抑制水合物冻堵的天然气开井动态模拟研究

doi:10.11885/j.issn.1674-5086.2013.10.31.06

摘要/Abstract

摘要：

针对天然气井工艺管道在开井过程中极易产生水合物冻堵的问题，采用Dynsim 软件建立了开井工况动态模
拟模型，讨论了开井流量、工艺管道敷设方式与保温层厚度、节流调节方案对节流后温度压力的影响，分析了开井过程
中外界热交换的动态变化特征及对开井过程的影响，提出了加热炉前工艺管道优化设计与开井过程水合物优化控制
方案。结果表明：开井流量对水合物生成风险具有重要影响，开井流量越小，水合物生成风险越大，但不管开井流量
如何调整，井口工艺管道内均存在水合物生成风险；在保证下游出口超压在可接受范围的前提下，应通过同时调节各
级节流阀或主要调节二级与三级节流阀来尽量增大开井流量，并配合注醇、加热等方式来避免在工艺管道中生成水合
物；井口至加热炉前的工艺管道宜采用埋地敷设方式，埋地敷设管道无需保温，而架空敷设管道宜加保温措施。
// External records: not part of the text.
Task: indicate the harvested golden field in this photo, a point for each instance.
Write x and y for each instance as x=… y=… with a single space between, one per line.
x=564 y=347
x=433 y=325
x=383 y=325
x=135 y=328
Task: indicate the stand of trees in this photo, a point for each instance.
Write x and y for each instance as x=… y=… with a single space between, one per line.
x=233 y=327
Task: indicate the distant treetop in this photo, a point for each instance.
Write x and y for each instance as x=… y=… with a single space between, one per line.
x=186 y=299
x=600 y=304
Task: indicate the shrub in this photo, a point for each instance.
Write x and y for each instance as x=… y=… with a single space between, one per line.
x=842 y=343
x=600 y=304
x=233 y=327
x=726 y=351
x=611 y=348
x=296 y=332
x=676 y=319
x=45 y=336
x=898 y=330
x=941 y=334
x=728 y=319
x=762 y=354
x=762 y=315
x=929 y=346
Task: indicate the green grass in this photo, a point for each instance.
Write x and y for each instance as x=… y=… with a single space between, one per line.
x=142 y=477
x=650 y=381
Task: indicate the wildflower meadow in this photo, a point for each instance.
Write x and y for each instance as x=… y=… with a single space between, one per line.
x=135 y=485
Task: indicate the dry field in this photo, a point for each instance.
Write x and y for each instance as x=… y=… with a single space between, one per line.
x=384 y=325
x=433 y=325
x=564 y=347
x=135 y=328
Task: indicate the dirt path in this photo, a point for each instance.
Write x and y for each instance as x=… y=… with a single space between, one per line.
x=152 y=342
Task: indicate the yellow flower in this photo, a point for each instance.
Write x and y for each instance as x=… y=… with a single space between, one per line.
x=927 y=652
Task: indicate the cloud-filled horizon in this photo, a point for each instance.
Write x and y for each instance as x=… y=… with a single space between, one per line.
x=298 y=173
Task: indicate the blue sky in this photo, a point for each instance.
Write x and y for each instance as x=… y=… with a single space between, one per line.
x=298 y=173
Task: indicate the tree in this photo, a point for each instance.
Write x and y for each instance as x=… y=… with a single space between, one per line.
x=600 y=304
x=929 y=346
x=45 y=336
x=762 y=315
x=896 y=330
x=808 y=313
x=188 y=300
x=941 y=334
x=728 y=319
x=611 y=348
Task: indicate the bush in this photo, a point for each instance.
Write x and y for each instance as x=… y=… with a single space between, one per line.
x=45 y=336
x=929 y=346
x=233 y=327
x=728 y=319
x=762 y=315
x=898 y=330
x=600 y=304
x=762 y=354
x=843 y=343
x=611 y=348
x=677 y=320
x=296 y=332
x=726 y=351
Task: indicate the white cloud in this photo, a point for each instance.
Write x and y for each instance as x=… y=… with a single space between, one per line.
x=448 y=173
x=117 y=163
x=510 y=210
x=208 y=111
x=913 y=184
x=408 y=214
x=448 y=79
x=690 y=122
关键词: 天然气井, 开井, 动态模拟, 水合物, 优化设计

Abstract:

The hydrate freeze-plugging phenomenon is easy to occur in pipelines during the open period of natural gas wells
especially for wells with high pressure. The dynamic characteristics and optimal hydrate control schemes during well opening
period，however，have not been studied systematically. So the specific dynamic models have been established to analyze
the dynamic characteristics during well opening period by Dynsim package. The influences of the fluid flowrate，installation
modes of pipelines，thickness of thermal insulation layer as well as throttling regulation schemes on throttling temperature and
pressure during well opening period have been discussed by using the dynamic models. The dynamic characteristics of heat
transfer between fluid in pipelines and ambient environment during well opening period have also been analyzed. In addition，
the optimal control schemes for hydrate inhibition during well opening period and optimization design for pipelines have also
been put forward in the paper. The results demonstrate that the fluid flowrate during well opening period has dramatical influence
on the risk of hydrate formation in pipelines. And no matter how to regulate the fluid flowrate during well opening period，
hydrate formation risk in pipelines exists all the time，especially when the flowrate remains small. In order to avoid hydrate
formation in pipelines，the fluid flowrate during well opening period should be increased as large as possible by regulating
different throttle valves simultaneously or regulating the secondary and tertiary throttle valves mainly. Meanwhile，necessary
measures like alcohol injection or heating should be done to mitigate the risk of hydrate formation. Furthermore，it is suggested
that the pipelines between wellhead and heating furnace should be buried underground without thermal insulation layer，whereas
other overhead pipelines should be covered by thermal insulation layer.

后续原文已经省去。